I would be honest about the job, but keep the explanation short. "Census was low during orientation, and afterwards it was high. I resigned because they could not provide further training. I am hoping you can. "
And no worries, baptized by fire
Everyone gets fired or should have been at one point or another. It was the single best thing that ever happened to me!Last edit by Haycyn on Jun 24, '12
- Jun 25, '12 by elprupHappened to me, at 3 months orientation. The Versant new grad program disqualified me after I got to their second interview because I had 3 months experience! So I was not qualified to be Staff Nurse, nor was I a new grad anymore. It really really sucked. Sadly, this seems to be the norm, which drives me crazy. There are over 600,000 all nurse members, just think the changes we could make happen if we banded together!?
- Jul 4, '12 by LoadbettyYou're my hero Haycyn....I was given the "choice" (resign or be fired) 3 days before the probationary period was up....and what did I miss in nursing school? I've been reading post after post and it's always the same...."not working out" "resign or be fired"....is that some secret class for nurse managers only??

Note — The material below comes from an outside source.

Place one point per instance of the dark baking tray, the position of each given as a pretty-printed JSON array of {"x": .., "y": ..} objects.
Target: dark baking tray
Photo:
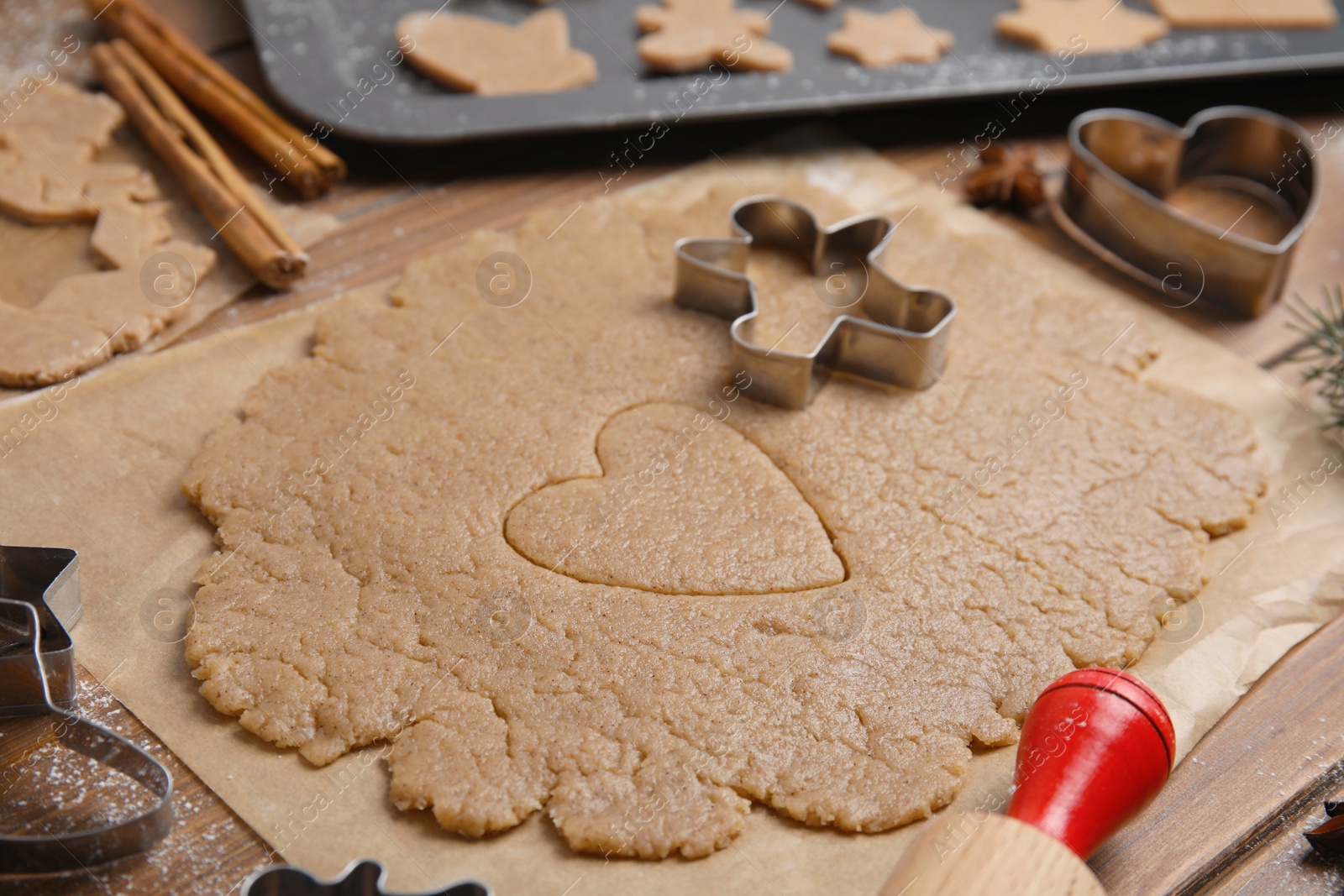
[{"x": 316, "y": 53}]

I'm old and cranky, so I'm going to make them put an actual fact on paper. So far it's been pure fiction and zero to do with patient care....interesting that most hospitals I know of have a "step" program for corrective/coaching actions....I've never had a "step" - then again, I've never done anything that they could give me one for....I'm far from perfect - new grad - but I always ASK before I DO if I'm the least bit unsure....you would think mgt would desire that trait....apparently not....
I may get out of nursing all together - I've never worked with a group of people more nasty, more dishonest, and more UNcaring in my life...just breaks my heart that I sold my soul and nearly everything I own to get through school to come out to this.....it's just heartbreaking...
Not sure what to do now....I love your quote about the "reason" you left the job after only 6 mos...I'm definitely going to steal it when going on interviews....
And by the way..."training" - seems they like to tell you how long training is in terms of weeks....and get ****** when you do the math....makes it sound better I guess....
6 weeks = 2 wks 3 days = 17 DAYS of training...it's not like you're going to work 7 days a week - you're working a 3 days a wk schedule like everybody else....17 days of training for a specialty unit for a no prior health care experienced new grad isn't a long time....it's a joke - not to mention dangerous...I happen to have no shame - I could care less if someone thinks I'm an idiot or worse calls me an idiot for asking questions....but I fear that a younger less cranky grad might be intimiated and not ask questions and just DO because they don't want to be berated.....DANGEROUS....
Oh well....thanks for the quote and the laugh - wish you could have been my preceptor!!